Energielos sackt meine Hand von dem Buch zur Seite. Oma machte sich Gedanken über Gabriele. Ich mir um Daniel. Meinen Kopf drehe ich ebenso zur Seite, weg von den Buchstaben, hin zum Fenster. So stark wie die Frauen in Omas Geschichte sind, so schwach wirke ich ... für mich. Debout! Ich schaue durch die Scheibe vor mir zum Himmel hinauf. Debout! Um mehr sehen zu können, erhebe ich mich und gehe näher an das Fenster heran. Debout! Der Abend ist schon angebrochen, bald wird Len hierrauf kommen. Mein Blick gleitet von den Wolken hinunter in den Garten. Wunderschön. Debout ... Ich lehne meine Stirn an das Glas, woraufhin sich ziemlich schnell Dunst an der Scheibe bildet. Dort unten würde ich mich auch öfter aufhalten.

Wenn mich nicht etwas hindern würde ... Ich bin noch nicht so weit. Noch lange nicht. Ich bin nicht stark. Nicht so wie Oma. Nicht so wie die Frauen in ihrer Geschichte. Auch wenn ich es gerne wäre.  

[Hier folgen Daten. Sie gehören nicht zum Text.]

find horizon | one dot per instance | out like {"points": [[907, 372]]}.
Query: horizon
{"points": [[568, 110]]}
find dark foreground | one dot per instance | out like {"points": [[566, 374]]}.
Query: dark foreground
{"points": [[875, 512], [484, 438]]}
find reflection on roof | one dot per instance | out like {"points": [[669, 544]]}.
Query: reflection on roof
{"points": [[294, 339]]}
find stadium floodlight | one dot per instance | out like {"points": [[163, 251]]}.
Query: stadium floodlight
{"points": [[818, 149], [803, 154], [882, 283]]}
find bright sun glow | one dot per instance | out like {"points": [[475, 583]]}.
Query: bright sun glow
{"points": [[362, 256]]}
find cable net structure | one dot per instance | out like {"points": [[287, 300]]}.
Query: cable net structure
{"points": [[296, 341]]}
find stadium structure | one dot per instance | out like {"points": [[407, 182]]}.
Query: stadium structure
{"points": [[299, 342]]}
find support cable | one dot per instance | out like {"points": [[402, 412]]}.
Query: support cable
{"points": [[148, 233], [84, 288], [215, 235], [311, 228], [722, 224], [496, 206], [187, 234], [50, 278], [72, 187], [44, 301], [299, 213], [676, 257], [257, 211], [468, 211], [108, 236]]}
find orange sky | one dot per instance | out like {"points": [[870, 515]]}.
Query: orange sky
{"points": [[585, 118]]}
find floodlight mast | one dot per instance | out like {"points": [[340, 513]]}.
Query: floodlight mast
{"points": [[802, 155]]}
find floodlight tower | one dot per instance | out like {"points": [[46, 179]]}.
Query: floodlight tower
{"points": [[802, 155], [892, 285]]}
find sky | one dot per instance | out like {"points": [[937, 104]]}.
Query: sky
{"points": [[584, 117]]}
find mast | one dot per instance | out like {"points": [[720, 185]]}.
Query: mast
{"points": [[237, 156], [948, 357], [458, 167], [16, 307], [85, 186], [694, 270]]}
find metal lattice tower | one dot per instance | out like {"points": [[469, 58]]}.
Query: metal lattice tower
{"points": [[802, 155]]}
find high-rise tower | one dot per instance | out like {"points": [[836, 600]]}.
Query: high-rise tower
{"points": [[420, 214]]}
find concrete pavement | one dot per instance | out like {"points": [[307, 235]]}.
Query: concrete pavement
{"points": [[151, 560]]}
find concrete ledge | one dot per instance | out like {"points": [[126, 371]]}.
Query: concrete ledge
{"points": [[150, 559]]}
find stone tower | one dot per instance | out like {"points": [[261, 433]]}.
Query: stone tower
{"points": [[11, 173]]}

Kurz darauf wird die Tür hinter mir geöffnet und ich bin froh, dass mich jemand aus meinem kraftlosen Zustand befreit.

»Möchtest du noch reden?«, fragt Len mich sanftmütig, als sie sich nähert und mich von hinten ganz zart umarmt.

»Nein, heute nicht mehr. Danke. Lass uns einfach schlafen gehen.«

Würde ich das alles laut aussprechen, würde es nur noch realer werden. Dafür bin ich noch nicht bereit. Ich weiß nicht ... Geht es nur mir so oder auch anderen?

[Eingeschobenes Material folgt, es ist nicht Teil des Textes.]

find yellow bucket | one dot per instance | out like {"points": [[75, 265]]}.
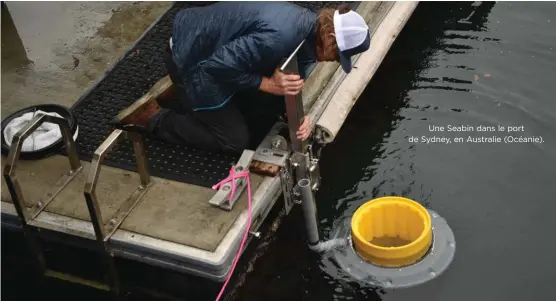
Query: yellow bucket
{"points": [[391, 231]]}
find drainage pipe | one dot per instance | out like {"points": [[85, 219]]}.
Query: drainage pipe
{"points": [[310, 215]]}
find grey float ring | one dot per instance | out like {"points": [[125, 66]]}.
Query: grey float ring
{"points": [[435, 262]]}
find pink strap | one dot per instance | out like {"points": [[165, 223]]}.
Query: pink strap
{"points": [[232, 177]]}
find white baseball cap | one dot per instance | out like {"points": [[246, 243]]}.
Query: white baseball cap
{"points": [[352, 36]]}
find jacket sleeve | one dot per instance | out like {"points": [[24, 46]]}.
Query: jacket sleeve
{"points": [[233, 63]]}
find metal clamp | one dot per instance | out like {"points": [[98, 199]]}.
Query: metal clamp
{"points": [[104, 231], [28, 212], [222, 197]]}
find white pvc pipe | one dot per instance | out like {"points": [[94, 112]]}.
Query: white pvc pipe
{"points": [[350, 89]]}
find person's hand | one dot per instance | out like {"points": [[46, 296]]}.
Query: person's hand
{"points": [[285, 84], [304, 129]]}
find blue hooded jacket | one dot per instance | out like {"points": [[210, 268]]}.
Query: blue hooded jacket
{"points": [[229, 46]]}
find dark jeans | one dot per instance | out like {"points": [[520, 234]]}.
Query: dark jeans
{"points": [[242, 123]]}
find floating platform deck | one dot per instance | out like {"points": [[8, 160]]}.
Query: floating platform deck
{"points": [[156, 205]]}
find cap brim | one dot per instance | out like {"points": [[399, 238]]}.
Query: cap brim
{"points": [[345, 62], [345, 56]]}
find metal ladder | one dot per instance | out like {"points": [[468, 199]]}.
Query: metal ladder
{"points": [[29, 212]]}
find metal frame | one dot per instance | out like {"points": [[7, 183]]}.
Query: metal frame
{"points": [[25, 212], [104, 231], [28, 214]]}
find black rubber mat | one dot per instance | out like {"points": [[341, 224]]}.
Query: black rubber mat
{"points": [[131, 77]]}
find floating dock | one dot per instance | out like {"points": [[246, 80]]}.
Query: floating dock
{"points": [[152, 202]]}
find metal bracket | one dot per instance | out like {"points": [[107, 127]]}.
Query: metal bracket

Lenara streicht ihre Hand von meiner Schulter über meinen Arm bis hin zu meiner Hand und greift sie, um mich mit ins Schlafzimmer zu ziehen. Sie wartet ab, bis ich mich hingelegt habe und legt sich dann nah an mich ran, um mir Halt geben zu können. Sie weiß, dass mir das guttut, auch wenn ich das nicht gut laut aussprechen kann. In dem Rhythmus ihrer friedlichen warmen Atemzüge, die ich leicht in meinem Nacken spüren kann, versuche ich meine Ruhe zu finden. Ganz allmählich merke ich, wie meine Augenlider schwerer werden. Kurz bevor ich wegdöse, schieben sich einzelne Fragmente vor mein inneres Auge. Zunächst versuche ich sie wie eine lästige Fliege mit einer imaginären Hand wegzuscheuchen. Doch ... Mein Atem wird hektischer und im Bett liegen zu bleiben, wird für mich unvorstellbar. Außerdem möchte ich Len nicht wecken. Ich gönne ihr vom Herzen ihren Schlaf. So leise wie möglich stehe ich auf und schleiche mich rüber ins andere Zimmer im Dachgeschoss. Ich schlinge mir die burgunderfarbene Fleecedecke um und setze mich auf Omas Thron. Vor mir liegt ihre Geschichte. Soll ich? Ablenkung könnte mir guttun. Oder auch nicht. Ach, auch egal. Außerdem würde ich gerne wissen, ob Oma an der Folgeaktion in Deutschland beteiligt war. Und was ist mit Soph und ihr los? Was meint sie damit ›etwas steht zwischen ihnen‹? Die Geschichte, als sie in die Heimat musste oder noch etwas anderes?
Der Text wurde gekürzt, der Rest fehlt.